Tag: Toronto Star

Reading of the Week: Substances, Substances, Substances – Papers from CJP & JMIR, and Dr. Devine on Our Federal Strategy

From the Editor

Creams, gummies, drinks. Cannabidiol (CBD) is increasingly popular and found in various products. Given its supposed benefits, including as an anxiolytic, could CBD be part of a harm reduction strategy?

In new paper for The Canadian Journal of Psychiatry, Lindsay A. Lo (of the University of Toronto) and her co-authors attempt to answer that question with a rapid review of 27 studies, including 5 randomized trials, covering opioids, cocaine, and polydrug use. “Low-quality evidence suggests that CBD may reduce drug cravings and other addiction-related symptoms and that CBD may have utility as an adjunct harm reduction strategy for people who use drugs.” We discuss the paper and its implications.

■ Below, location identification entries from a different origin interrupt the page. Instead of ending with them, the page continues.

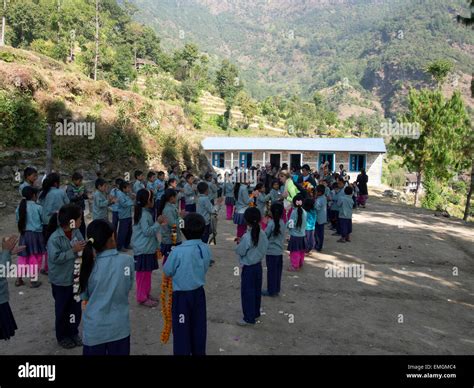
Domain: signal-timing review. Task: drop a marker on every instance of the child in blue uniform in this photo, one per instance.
(145, 246)
(321, 216)
(251, 250)
(7, 321)
(105, 281)
(125, 203)
(114, 194)
(275, 232)
(345, 204)
(187, 265)
(30, 225)
(64, 242)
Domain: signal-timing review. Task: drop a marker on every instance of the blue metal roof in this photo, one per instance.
(293, 144)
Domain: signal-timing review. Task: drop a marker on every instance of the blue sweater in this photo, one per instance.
(187, 264)
(248, 253)
(34, 217)
(61, 257)
(106, 316)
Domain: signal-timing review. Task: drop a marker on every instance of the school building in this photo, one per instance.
(354, 153)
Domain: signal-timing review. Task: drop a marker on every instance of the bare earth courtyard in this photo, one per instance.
(417, 296)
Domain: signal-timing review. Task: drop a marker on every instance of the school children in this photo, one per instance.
(275, 232)
(308, 206)
(30, 176)
(229, 198)
(64, 242)
(105, 281)
(251, 250)
(189, 194)
(213, 189)
(125, 203)
(297, 229)
(172, 223)
(241, 195)
(30, 225)
(140, 182)
(100, 204)
(114, 195)
(77, 194)
(187, 264)
(345, 204)
(160, 188)
(51, 198)
(7, 321)
(145, 246)
(321, 216)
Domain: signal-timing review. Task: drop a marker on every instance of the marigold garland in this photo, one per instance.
(166, 304)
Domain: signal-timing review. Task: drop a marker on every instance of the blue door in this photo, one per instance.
(328, 157)
(245, 159)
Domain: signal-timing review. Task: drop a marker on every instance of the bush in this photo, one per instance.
(21, 123)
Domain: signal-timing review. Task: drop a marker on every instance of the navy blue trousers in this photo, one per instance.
(189, 322)
(68, 312)
(206, 234)
(190, 208)
(114, 348)
(115, 221)
(319, 236)
(251, 291)
(125, 233)
(274, 270)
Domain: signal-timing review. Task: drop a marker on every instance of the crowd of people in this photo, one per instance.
(168, 219)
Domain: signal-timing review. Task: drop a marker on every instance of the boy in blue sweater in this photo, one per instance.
(187, 264)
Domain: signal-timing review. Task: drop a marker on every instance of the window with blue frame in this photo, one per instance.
(357, 162)
(327, 157)
(218, 159)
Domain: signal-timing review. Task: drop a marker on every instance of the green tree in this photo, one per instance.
(229, 85)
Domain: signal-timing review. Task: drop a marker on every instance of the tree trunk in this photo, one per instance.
(418, 182)
(4, 23)
(96, 60)
(49, 149)
(467, 210)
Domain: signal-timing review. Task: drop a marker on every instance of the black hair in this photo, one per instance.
(236, 190)
(194, 225)
(51, 180)
(169, 193)
(299, 208)
(124, 185)
(27, 193)
(252, 216)
(29, 171)
(63, 218)
(308, 204)
(321, 189)
(277, 212)
(99, 232)
(202, 187)
(77, 176)
(99, 182)
(143, 196)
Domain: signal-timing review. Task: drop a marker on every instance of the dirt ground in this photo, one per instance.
(410, 301)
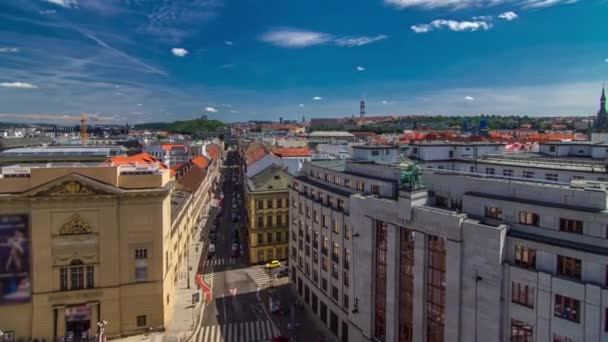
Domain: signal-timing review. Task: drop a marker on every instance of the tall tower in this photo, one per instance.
(601, 122)
(362, 109)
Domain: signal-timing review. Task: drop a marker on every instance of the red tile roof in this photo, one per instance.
(285, 152)
(201, 162)
(255, 152)
(167, 147)
(214, 151)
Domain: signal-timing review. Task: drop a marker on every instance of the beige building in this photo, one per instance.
(84, 243)
(267, 198)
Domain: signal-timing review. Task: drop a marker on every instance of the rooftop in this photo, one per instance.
(273, 178)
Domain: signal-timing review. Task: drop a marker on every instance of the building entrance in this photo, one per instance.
(77, 323)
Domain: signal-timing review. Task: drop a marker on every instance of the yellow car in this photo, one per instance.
(273, 264)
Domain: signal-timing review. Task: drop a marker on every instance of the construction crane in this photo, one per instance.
(84, 136)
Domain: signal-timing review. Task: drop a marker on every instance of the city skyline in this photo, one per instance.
(177, 60)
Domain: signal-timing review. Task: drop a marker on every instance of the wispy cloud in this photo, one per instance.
(179, 52)
(461, 4)
(295, 38)
(453, 25)
(358, 41)
(63, 3)
(508, 16)
(22, 85)
(118, 52)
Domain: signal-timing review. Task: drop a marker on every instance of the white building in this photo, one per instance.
(469, 257)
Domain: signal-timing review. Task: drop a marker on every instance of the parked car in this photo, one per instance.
(272, 264)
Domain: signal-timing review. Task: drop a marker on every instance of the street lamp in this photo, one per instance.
(101, 330)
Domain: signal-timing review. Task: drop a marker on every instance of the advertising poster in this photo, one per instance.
(15, 285)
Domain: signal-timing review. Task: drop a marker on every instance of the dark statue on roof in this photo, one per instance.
(411, 177)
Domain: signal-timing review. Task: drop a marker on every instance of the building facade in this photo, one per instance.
(267, 200)
(467, 257)
(84, 243)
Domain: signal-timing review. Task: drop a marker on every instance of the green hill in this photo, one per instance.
(185, 127)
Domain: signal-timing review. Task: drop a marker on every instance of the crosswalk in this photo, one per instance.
(220, 262)
(259, 276)
(238, 332)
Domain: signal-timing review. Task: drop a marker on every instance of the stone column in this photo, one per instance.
(452, 289)
(392, 283)
(419, 334)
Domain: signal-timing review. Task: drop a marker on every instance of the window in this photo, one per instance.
(335, 227)
(435, 289)
(571, 226)
(567, 308)
(334, 293)
(521, 332)
(142, 321)
(376, 189)
(381, 233)
(141, 253)
(76, 278)
(569, 267)
(335, 254)
(531, 219)
(346, 261)
(63, 279)
(559, 338)
(551, 177)
(522, 294)
(525, 256)
(493, 213)
(360, 186)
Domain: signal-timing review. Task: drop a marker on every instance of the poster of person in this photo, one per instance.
(15, 286)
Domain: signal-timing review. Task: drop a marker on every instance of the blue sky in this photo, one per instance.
(160, 60)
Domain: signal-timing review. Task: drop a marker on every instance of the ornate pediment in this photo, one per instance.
(75, 225)
(70, 187)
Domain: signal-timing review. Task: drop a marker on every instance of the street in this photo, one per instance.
(235, 312)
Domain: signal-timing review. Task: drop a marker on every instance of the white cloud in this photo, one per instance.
(461, 4)
(23, 85)
(64, 3)
(508, 16)
(358, 41)
(453, 25)
(179, 52)
(295, 38)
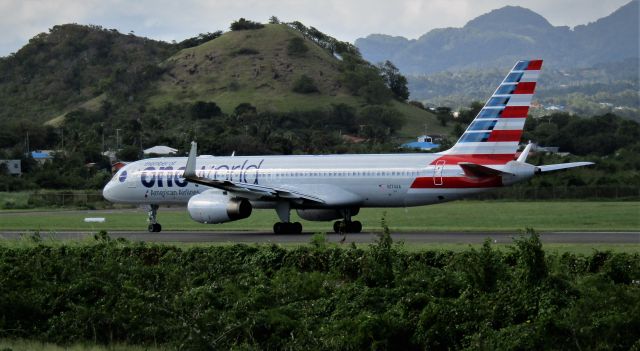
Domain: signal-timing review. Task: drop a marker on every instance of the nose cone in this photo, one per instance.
(109, 192)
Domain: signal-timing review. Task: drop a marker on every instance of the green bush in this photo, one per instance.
(318, 297)
(304, 85)
(297, 47)
(243, 24)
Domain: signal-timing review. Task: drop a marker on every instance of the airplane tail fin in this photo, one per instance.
(495, 132)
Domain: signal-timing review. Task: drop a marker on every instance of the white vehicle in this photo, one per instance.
(335, 187)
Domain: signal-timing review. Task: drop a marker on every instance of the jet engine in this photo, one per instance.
(215, 207)
(323, 214)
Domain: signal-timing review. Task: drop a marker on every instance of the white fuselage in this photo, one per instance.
(387, 180)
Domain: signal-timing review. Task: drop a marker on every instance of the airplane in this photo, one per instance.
(336, 187)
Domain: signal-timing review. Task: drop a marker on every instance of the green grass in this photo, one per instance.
(16, 199)
(28, 241)
(472, 216)
(32, 345)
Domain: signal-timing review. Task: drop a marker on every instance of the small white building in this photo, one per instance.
(14, 167)
(160, 150)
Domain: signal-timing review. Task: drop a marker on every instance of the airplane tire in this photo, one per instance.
(336, 226)
(287, 228)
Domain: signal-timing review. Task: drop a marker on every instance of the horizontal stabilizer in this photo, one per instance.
(560, 166)
(476, 170)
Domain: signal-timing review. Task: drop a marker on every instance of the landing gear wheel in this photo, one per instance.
(347, 227)
(287, 228)
(355, 227)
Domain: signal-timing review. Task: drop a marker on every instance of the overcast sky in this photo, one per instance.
(344, 19)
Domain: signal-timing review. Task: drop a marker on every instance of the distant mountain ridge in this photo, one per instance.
(500, 37)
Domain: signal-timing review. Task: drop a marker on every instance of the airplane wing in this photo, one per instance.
(559, 166)
(318, 193)
(476, 170)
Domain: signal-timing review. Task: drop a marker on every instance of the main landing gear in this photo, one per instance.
(285, 226)
(154, 226)
(347, 225)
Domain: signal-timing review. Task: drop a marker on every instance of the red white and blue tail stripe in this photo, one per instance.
(494, 134)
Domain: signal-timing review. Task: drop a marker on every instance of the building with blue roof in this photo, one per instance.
(424, 142)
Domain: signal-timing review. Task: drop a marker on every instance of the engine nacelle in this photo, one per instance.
(215, 207)
(314, 214)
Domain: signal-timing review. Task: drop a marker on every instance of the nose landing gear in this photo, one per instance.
(285, 226)
(154, 226)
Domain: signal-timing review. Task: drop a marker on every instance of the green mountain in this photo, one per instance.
(90, 82)
(498, 38)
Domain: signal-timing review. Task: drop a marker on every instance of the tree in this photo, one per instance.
(297, 47)
(467, 115)
(205, 110)
(243, 24)
(443, 114)
(304, 85)
(394, 80)
(274, 20)
(244, 108)
(201, 38)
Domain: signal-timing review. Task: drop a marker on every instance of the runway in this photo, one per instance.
(418, 238)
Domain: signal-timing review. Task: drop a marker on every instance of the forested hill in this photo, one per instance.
(72, 64)
(500, 37)
(258, 88)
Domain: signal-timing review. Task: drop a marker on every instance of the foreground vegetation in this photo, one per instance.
(453, 216)
(320, 297)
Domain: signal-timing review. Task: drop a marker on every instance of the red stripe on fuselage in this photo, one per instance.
(515, 111)
(481, 159)
(457, 182)
(534, 65)
(525, 88)
(505, 135)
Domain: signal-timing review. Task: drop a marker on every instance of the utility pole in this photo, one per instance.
(102, 128)
(117, 139)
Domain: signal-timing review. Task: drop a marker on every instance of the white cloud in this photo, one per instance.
(347, 20)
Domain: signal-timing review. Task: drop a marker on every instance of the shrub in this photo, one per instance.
(243, 24)
(245, 51)
(297, 47)
(304, 85)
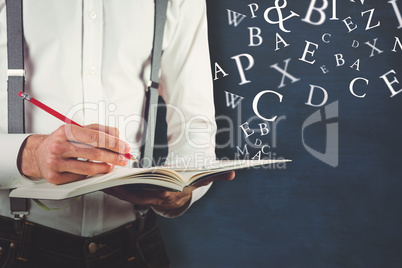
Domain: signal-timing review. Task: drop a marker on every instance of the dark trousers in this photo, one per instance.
(26, 244)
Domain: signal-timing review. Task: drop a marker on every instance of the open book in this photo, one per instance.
(166, 178)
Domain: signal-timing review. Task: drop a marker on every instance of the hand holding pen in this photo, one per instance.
(55, 157)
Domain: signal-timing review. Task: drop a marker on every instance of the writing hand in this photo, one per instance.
(170, 203)
(55, 156)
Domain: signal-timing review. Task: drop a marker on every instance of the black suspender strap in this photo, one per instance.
(16, 83)
(151, 101)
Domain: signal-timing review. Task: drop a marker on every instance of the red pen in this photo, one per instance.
(57, 114)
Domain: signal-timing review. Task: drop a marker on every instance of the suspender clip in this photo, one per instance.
(152, 84)
(15, 72)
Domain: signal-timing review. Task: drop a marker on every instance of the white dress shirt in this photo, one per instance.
(90, 60)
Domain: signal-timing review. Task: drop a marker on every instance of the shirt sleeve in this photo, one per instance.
(10, 177)
(187, 88)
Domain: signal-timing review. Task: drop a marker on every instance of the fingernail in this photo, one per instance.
(127, 149)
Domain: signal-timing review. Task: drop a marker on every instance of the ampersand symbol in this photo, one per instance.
(280, 20)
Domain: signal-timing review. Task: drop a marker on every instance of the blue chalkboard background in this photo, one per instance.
(308, 214)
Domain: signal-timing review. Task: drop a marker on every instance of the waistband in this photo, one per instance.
(38, 237)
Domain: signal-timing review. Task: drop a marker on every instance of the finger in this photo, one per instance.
(113, 131)
(79, 167)
(227, 176)
(73, 150)
(61, 178)
(95, 138)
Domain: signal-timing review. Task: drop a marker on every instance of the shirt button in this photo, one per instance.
(92, 247)
(92, 70)
(92, 15)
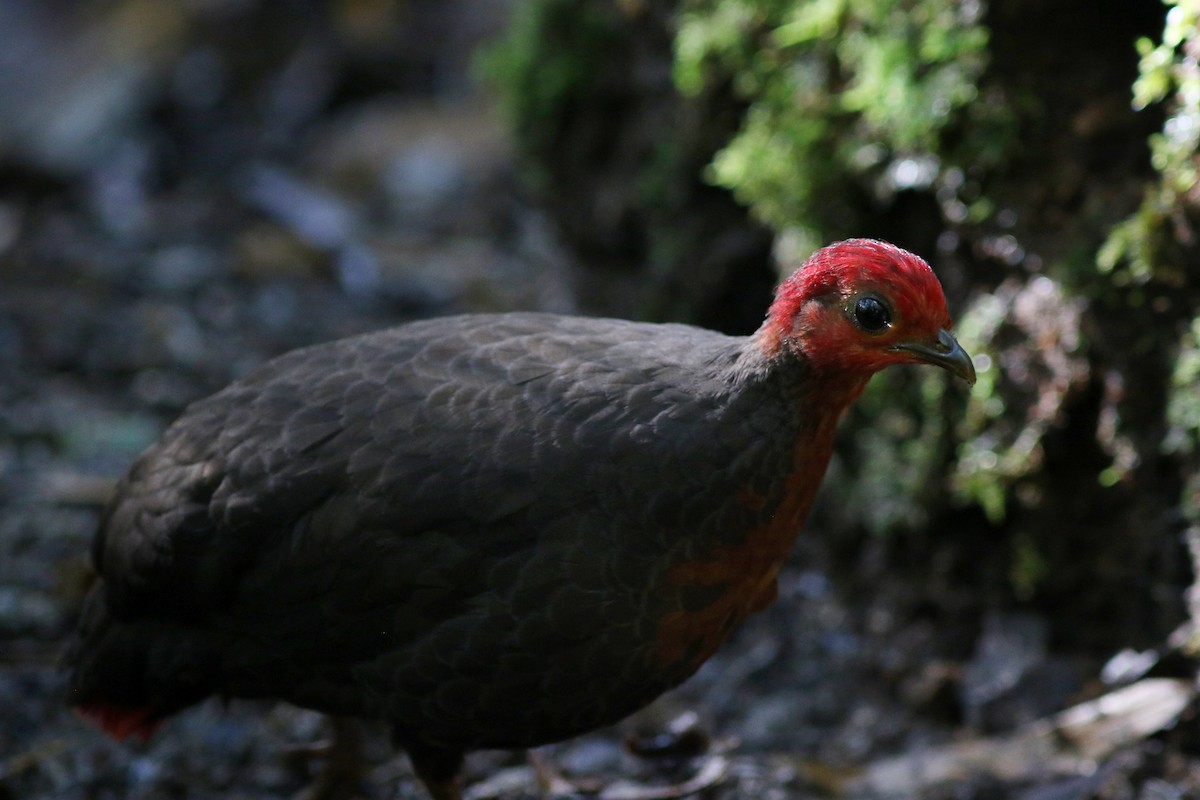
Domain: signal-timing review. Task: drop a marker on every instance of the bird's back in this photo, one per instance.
(473, 527)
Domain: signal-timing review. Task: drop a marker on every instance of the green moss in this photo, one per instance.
(1143, 247)
(840, 94)
(553, 54)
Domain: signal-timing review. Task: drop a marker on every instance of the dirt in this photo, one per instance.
(197, 235)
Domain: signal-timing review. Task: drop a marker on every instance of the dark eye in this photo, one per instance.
(871, 314)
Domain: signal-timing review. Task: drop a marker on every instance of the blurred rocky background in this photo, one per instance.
(189, 187)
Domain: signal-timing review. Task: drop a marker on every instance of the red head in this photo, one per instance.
(859, 306)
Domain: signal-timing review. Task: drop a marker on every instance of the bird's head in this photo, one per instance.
(859, 306)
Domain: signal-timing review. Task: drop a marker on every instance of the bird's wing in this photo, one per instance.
(436, 446)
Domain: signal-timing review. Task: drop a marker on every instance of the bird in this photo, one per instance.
(486, 530)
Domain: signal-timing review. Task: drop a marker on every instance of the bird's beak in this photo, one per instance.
(945, 353)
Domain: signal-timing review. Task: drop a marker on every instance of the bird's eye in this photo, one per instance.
(871, 314)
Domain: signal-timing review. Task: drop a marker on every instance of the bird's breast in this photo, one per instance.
(732, 581)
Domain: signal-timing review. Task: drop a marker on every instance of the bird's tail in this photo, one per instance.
(127, 677)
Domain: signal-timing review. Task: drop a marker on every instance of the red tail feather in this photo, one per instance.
(121, 722)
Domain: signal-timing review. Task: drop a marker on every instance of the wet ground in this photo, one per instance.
(177, 240)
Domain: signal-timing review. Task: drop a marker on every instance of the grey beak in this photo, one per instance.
(946, 353)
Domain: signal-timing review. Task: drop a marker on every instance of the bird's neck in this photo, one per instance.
(743, 570)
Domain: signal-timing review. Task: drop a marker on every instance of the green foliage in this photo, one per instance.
(839, 91)
(553, 54)
(1183, 414)
(1140, 247)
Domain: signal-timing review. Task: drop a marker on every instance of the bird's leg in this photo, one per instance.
(437, 769)
(342, 775)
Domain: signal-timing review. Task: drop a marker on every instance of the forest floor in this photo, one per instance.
(192, 247)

In the second selection, Dr. Braden O’Neill (of the University of Toronto) and his co-authors consider cannabis clinic websites. Focusing on Ontario, they find 29 clinic websites. In new paper for Journal of Medical Internet Research, they look at the claims made, and analyze the supporting literature. “The recommendation of cannabis as a general therapeutic for many indications unsupported by high-quality evidence is potentially misleading for medical practitioners and patients.”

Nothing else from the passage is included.